Ecco, qui siamo di fronte a un altro profilo della questione. Inevitabilmente e strettamente connesso con la terzietà, con la cultura e la consapevolezza della propria terzietà di cui ogni magistrato giudicante dovrebbe essere provvisto. Ebbene, nel nostro sistema penale, tale cultura della terzietà non può radicarsi in un oggettivo elemento ordinamentale perché, come ben sappiamo, le carriere di requirenti e giudicanti non sono separate. La terzietà è un aspetto cruciale nella formazione del giudice, ma è affidato esclusivamente alla cultura del singolo, e per questo finisce per essere più un’eccezione che la regola.
Ecco cosa significa non avere carriere separate.
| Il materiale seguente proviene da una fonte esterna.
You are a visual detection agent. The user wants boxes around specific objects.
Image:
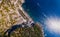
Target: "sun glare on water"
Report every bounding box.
[45,16,60,34]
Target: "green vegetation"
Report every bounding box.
[7,24,44,37]
[0,0,44,37]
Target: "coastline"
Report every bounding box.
[19,6,34,22]
[19,3,44,37]
[0,0,44,37]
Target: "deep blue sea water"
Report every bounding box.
[22,0,60,37]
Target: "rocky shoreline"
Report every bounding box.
[0,0,44,37]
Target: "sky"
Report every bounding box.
[22,0,60,37]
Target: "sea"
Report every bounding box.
[22,0,60,37]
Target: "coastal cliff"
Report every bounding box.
[0,0,44,37]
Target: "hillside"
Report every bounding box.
[0,0,44,37]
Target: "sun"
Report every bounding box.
[45,17,60,34]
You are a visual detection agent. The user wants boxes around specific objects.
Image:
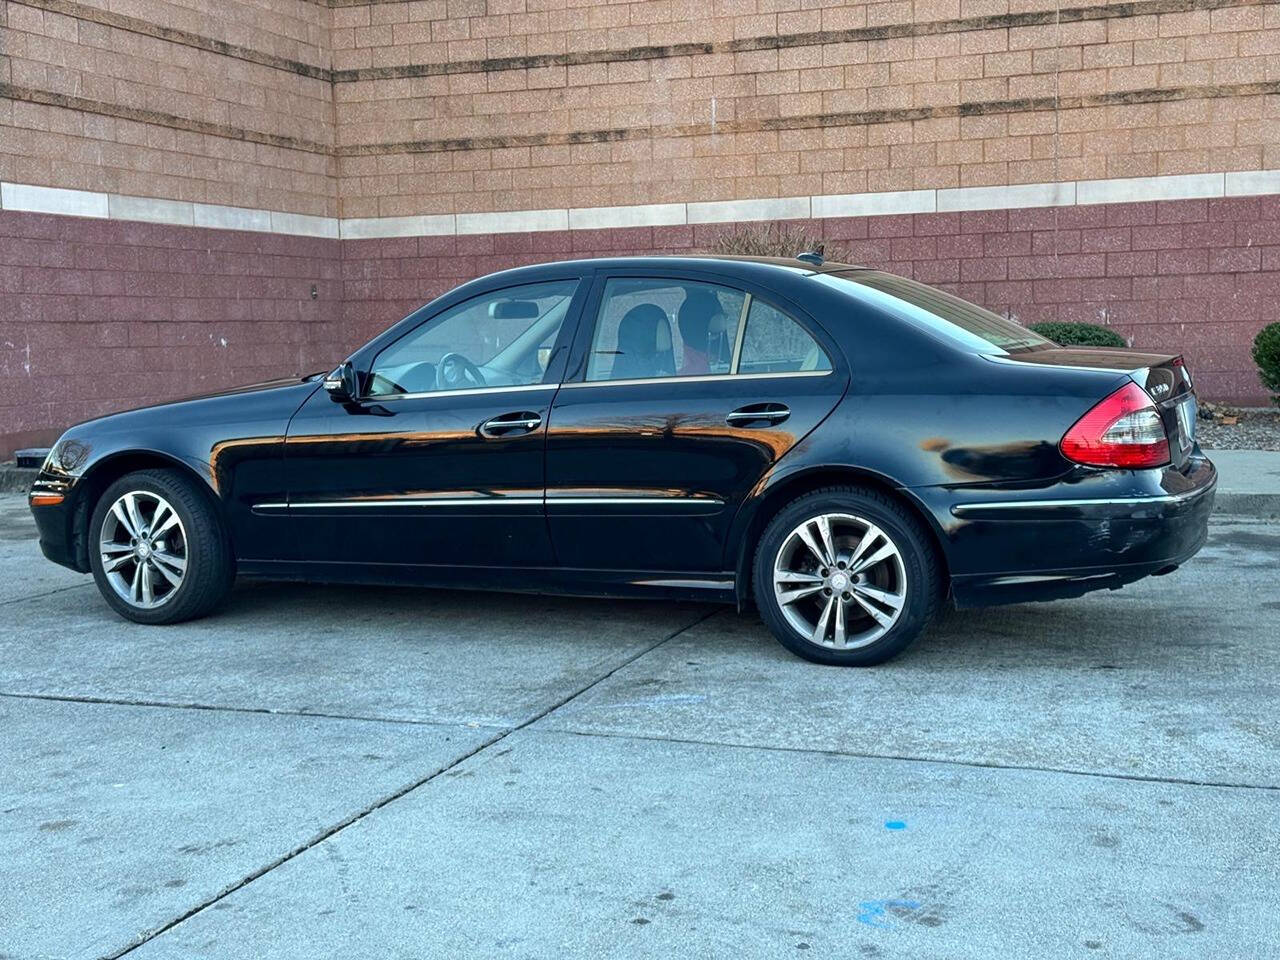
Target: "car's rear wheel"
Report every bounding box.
[752,486,940,666]
[88,469,233,624]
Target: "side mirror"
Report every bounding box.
[323,361,359,403]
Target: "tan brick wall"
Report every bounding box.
[327,0,1150,70]
[1,0,337,215]
[333,0,1280,217]
[0,0,1277,219]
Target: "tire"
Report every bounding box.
[752,486,941,666]
[88,469,234,624]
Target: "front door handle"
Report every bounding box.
[479,411,542,438]
[726,403,790,427]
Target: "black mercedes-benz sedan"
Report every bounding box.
[29,254,1216,665]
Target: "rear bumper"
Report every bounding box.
[915,454,1216,608]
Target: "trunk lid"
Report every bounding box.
[1001,347,1197,469]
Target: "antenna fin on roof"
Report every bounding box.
[795,244,825,266]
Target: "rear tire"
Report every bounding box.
[88,469,233,624]
[752,486,940,666]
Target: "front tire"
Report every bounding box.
[752,486,941,666]
[88,469,233,624]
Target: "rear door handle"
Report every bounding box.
[726,403,790,427]
[479,411,542,438]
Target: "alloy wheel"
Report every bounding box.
[98,491,188,609]
[772,512,907,649]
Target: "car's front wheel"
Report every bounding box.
[753,486,941,666]
[88,469,233,624]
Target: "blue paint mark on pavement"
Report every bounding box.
[884,820,906,830]
[857,899,922,928]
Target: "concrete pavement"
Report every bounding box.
[0,493,1277,959]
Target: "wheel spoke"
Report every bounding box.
[140,562,154,605]
[149,557,182,588]
[103,553,133,573]
[849,541,897,575]
[852,591,895,628]
[124,494,145,538]
[130,562,144,603]
[846,524,883,570]
[853,582,904,610]
[814,515,836,568]
[812,596,835,643]
[100,542,133,555]
[151,551,186,574]
[778,584,824,605]
[795,523,831,567]
[833,598,847,648]
[111,500,138,539]
[777,570,823,584]
[150,501,179,538]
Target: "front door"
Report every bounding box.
[545,271,849,575]
[281,277,586,572]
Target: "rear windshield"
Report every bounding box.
[821,269,1052,354]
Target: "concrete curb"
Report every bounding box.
[4,464,1279,517]
[0,465,34,494]
[1213,492,1280,519]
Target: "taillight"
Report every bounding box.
[1060,381,1170,469]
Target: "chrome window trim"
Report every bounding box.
[361,382,556,402]
[560,369,832,389]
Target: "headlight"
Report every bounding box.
[44,438,89,474]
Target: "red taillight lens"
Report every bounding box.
[1060,381,1170,469]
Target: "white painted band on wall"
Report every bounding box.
[1,171,1275,241]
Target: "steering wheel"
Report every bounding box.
[437,352,487,390]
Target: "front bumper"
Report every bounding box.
[914,454,1217,608]
[29,472,88,572]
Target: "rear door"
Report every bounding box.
[544,269,849,574]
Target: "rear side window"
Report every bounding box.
[586,278,747,382]
[585,276,833,382]
[738,300,832,374]
[825,270,1051,353]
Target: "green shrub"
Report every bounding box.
[1028,321,1128,348]
[1253,322,1280,405]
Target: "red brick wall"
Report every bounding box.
[2,191,1276,458]
[0,209,342,456]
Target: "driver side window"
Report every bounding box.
[366,279,579,396]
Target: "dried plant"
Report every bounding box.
[704,223,851,264]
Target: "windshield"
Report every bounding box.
[820,270,1053,354]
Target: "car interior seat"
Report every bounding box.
[612,303,675,380]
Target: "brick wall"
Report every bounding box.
[0,208,342,454]
[333,0,1280,217]
[2,0,336,215]
[5,0,1277,220]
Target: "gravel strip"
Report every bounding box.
[1198,409,1280,451]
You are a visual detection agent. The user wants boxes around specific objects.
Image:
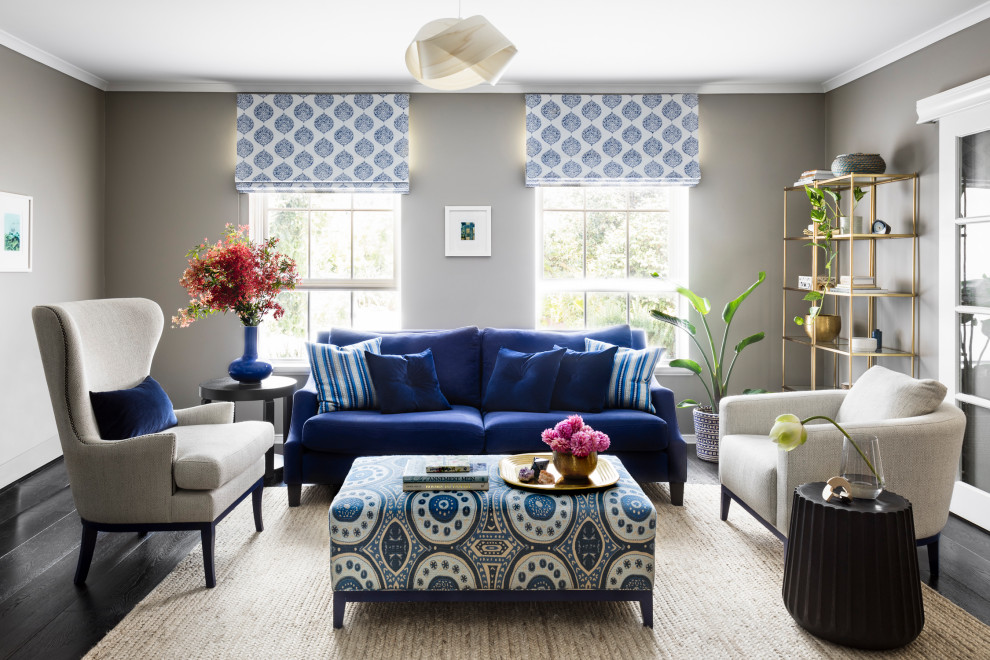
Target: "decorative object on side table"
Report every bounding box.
[174,224,299,383]
[649,272,769,462]
[770,413,884,499]
[541,414,610,482]
[0,190,33,272]
[830,153,886,176]
[444,205,492,256]
[782,483,923,649]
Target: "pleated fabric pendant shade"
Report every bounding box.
[405,15,517,90]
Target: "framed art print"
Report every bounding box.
[0,191,32,272]
[445,206,491,257]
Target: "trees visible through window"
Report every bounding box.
[537,187,688,357]
[250,192,400,360]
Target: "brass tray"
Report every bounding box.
[498,452,619,492]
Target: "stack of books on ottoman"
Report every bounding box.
[402,456,490,491]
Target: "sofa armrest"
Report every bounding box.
[283,379,318,485]
[775,403,966,536]
[173,402,234,426]
[720,390,847,438]
[650,381,687,483]
[71,433,177,524]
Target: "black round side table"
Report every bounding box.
[782,482,924,650]
[199,376,297,486]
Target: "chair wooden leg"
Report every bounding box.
[669,482,684,506]
[927,536,940,579]
[288,483,301,507]
[74,523,98,585]
[253,484,264,532]
[202,525,217,588]
[720,487,731,521]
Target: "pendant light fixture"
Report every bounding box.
[405,3,517,91]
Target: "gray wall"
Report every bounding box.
[402,94,536,329]
[103,91,826,434]
[0,46,105,488]
[825,19,990,380]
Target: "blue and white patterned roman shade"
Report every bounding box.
[235,93,410,193]
[525,94,700,187]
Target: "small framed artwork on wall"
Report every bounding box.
[0,191,33,272]
[445,206,491,257]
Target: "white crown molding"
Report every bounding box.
[916,72,990,123]
[0,28,108,90]
[105,80,824,94]
[823,1,990,93]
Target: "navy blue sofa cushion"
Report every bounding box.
[550,344,617,412]
[483,410,669,454]
[483,347,566,412]
[89,375,177,440]
[365,349,451,414]
[301,405,485,454]
[480,325,633,398]
[324,327,482,408]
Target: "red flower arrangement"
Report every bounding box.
[173,224,299,328]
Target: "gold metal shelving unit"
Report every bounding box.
[782,173,918,391]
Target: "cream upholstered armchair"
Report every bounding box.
[718,366,965,577]
[32,298,273,588]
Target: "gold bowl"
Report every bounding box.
[804,313,841,343]
[552,451,598,482]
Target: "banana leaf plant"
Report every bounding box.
[649,271,769,411]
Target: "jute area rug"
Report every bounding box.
[85,483,989,659]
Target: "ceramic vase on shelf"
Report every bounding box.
[841,434,884,499]
[228,325,273,384]
[693,407,720,463]
[552,451,597,482]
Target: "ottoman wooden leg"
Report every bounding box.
[640,593,654,627]
[333,592,346,628]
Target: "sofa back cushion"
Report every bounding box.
[836,365,947,423]
[321,327,482,408]
[480,325,633,399]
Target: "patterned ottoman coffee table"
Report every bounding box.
[329,455,657,628]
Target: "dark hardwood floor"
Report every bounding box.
[1,454,988,659]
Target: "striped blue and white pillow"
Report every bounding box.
[307,338,383,413]
[585,339,665,413]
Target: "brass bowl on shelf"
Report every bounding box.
[804,313,841,343]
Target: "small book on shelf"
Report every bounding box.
[839,275,876,286]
Il giudice deve riuscire in uno sforzo di consapevolezza tale da diffidare, diciamo così, del pubblico ministero, rispetto al quale è terzo nel processo. Ma quel pubblico ministero, ricordiamolo, proviene dal suo stesso concorso, condivide con lui la stessa appartenenza associativa, e molto semplicemente è legato a lui, al giudice, dalla frequentazione quotidiana degli stessi uffici. Ed ecco che fatalmente il giudice è spinto a percepire il proprio ruolo come contrario all’operato del difensore.
Un dato gravissimo.
Che noi avvocati percepiamo molto spesso. E che d’altra parte non è ascrivibile praticamente mai a una prava volontà di alterare gli equilibri fra le parti: è un atteggiamento spiegabile con riflessi condizionati. Il giudice si sente istintivamente portato a preservare l’apparato accusatorio. E più vede il teste d’accusa in difficoltà, più accorre in suo aiuto, fino a contenere di molto l’efficacia del controesame condotto dal difensore.
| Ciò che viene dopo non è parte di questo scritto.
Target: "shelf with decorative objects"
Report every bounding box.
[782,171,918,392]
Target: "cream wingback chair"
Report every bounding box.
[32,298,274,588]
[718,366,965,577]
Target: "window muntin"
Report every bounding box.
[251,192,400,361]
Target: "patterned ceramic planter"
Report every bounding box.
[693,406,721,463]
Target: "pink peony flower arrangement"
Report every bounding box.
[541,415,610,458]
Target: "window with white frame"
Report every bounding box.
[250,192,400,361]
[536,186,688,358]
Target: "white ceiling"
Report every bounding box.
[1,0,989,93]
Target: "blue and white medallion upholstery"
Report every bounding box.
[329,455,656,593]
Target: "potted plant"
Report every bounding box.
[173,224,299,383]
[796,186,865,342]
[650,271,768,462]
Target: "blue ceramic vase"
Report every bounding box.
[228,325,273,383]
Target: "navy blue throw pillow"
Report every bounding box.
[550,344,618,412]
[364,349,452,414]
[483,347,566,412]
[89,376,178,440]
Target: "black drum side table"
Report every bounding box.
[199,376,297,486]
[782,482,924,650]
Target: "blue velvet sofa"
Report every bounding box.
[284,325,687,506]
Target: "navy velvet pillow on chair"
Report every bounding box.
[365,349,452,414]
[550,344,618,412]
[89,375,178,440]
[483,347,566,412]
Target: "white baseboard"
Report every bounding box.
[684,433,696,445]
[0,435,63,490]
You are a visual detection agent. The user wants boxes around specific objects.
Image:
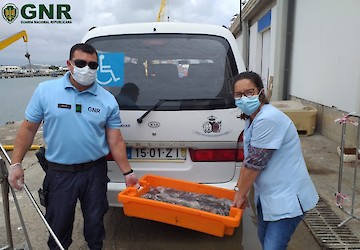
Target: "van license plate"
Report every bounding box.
[128,148,186,160]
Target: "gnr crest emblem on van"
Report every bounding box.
[203,116,221,133]
[148,121,160,128]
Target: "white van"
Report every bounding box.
[81,22,246,207]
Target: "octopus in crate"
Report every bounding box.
[141,186,233,216]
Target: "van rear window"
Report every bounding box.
[87,34,238,110]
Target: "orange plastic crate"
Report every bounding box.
[118,175,243,237]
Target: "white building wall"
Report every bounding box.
[260,29,271,91]
[235,33,243,61]
[248,23,262,73]
[290,0,360,114]
[243,7,277,96]
[269,6,277,81]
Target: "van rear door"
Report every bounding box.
[84,23,245,186]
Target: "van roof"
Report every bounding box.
[82,22,232,39]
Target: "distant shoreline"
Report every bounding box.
[0,72,65,79]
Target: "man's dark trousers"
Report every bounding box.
[44,159,109,250]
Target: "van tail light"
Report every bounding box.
[189,129,244,162]
[189,148,244,162]
[106,152,114,161]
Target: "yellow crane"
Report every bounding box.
[0,30,32,70]
[0,30,28,50]
[157,0,167,22]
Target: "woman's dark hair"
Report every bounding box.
[69,43,98,60]
[233,71,269,119]
[233,71,263,90]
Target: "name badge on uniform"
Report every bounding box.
[58,104,71,109]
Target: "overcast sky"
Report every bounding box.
[1,0,240,66]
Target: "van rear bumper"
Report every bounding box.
[107,182,127,207]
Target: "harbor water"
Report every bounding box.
[0,76,53,125]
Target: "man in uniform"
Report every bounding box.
[8,43,139,249]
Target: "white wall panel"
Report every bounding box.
[269,6,277,78]
[290,0,360,113]
[236,34,243,65]
[248,23,262,72]
[261,29,271,91]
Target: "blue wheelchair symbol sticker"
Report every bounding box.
[96,52,124,87]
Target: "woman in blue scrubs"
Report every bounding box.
[232,71,319,250]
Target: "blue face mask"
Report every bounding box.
[235,90,262,116]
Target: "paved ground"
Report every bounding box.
[0,121,359,249]
[300,133,360,248]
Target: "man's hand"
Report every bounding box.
[124,171,139,188]
[8,163,24,190]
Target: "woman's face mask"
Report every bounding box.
[70,63,97,86]
[235,89,263,116]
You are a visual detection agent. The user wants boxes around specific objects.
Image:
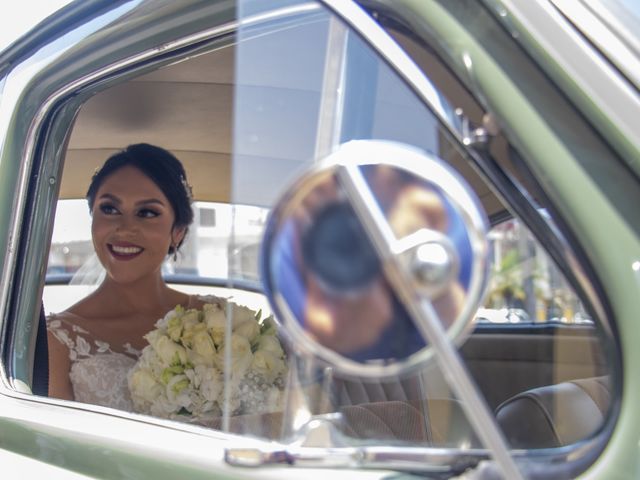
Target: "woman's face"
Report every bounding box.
[91,165,184,285]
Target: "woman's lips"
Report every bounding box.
[108,243,143,260]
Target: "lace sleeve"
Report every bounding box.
[46,314,111,361]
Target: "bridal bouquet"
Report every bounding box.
[128,300,288,422]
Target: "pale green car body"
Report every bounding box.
[0,0,638,478]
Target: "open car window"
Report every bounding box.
[2,0,619,478]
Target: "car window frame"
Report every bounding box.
[0,0,623,477]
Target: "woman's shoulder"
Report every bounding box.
[47,292,100,325]
[46,310,89,329]
[46,310,97,359]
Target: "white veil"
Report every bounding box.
[69,253,105,289]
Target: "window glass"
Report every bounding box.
[42,0,614,464]
[45,200,268,314]
[482,217,592,324]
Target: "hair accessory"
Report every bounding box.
[180,175,193,202]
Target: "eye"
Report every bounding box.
[98,203,119,215]
[137,208,160,218]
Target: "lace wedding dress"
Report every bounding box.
[46,295,219,412]
[47,312,143,411]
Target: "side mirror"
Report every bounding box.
[261,140,490,377]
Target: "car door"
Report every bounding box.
[0,0,628,478]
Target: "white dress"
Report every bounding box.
[47,312,140,410]
[46,295,221,411]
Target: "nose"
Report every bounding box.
[115,214,139,235]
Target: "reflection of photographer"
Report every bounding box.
[271,164,471,361]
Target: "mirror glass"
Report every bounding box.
[262,140,490,376]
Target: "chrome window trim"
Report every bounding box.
[317,2,525,478]
[0,1,143,386]
[0,0,618,475]
[548,0,640,90]
[1,1,329,387]
[0,1,306,390]
[0,1,324,376]
[318,0,617,474]
[494,0,640,169]
[0,2,337,460]
[0,25,236,391]
[351,1,613,342]
[319,1,614,340]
In pratica viene meno il senso stesso del controesame.
Certo, anche considerato che il controesame del teste d’accusa da parte del difensore, così come quello ad opera del pm sui teste della difesa, può essere condotto anche con metodi suggestivi, con tecniche di pressione, anche psicologica, in modo da poter smascherare l’eventuale mendacia del teste. Ebbene, soprattutto quando la pressione del difensore mette in difficoltà un ufficiale di polizia giudiziaria chiamato a testimoniare dall’accusa, si assiste al soccorso del giudice.
È la stessa logica in base alla quale Davigo chiede da anni di risparmiare, agli ufficiali di pg, la ripetizione in dibattimento delle dichiarazioni rese in fase preliminare.
Sì, solo che è normale se lo dice Davigo, un pm, non se a tale schema aderisce un giudice. Ma ci risiamo con il nodo della comunanza delle carriere.
Gli obiettivi di taglio dei tempi imposti dall’Ue come condizione per il Recovery fund rischia di esasperare gli atteggiamenti sbrigativi dei giudici?
Purtroppo me lo aspetto. E invece vorrei tanto che quell’ansia da riduzione dei tempi si dirigesse verso i tempi morti del processo. Non sull’attività che noi difensori possiamo finalmente svolgere nel dibattimento. Come Ucpi lo abbiamo detto a Reynders, il commissario Ue alla Giustizia, che abbiamo incontrato durante la sua visita in Italia: sappiamo che la critica europea più ficcante riguarda la durata dell’appello, più che tripla rispetto al resto dei Paesi membri, ma è necessario tenere presente che nella maggior parte dei giudizi di secondo grado c’è solo una, dico una, udienza. Se abbiamo più imputati, si può arrivare a tre, massimo quattro. Parliamo di pochi mesi di processo vero. Gli altri 4 anni e 9 mesi trascorrono perché, semplicemente, il fascicolo è fermo. E allora perché ve la prendete con noi avvocati e siete sempre pronti a contestarci le troppe domande?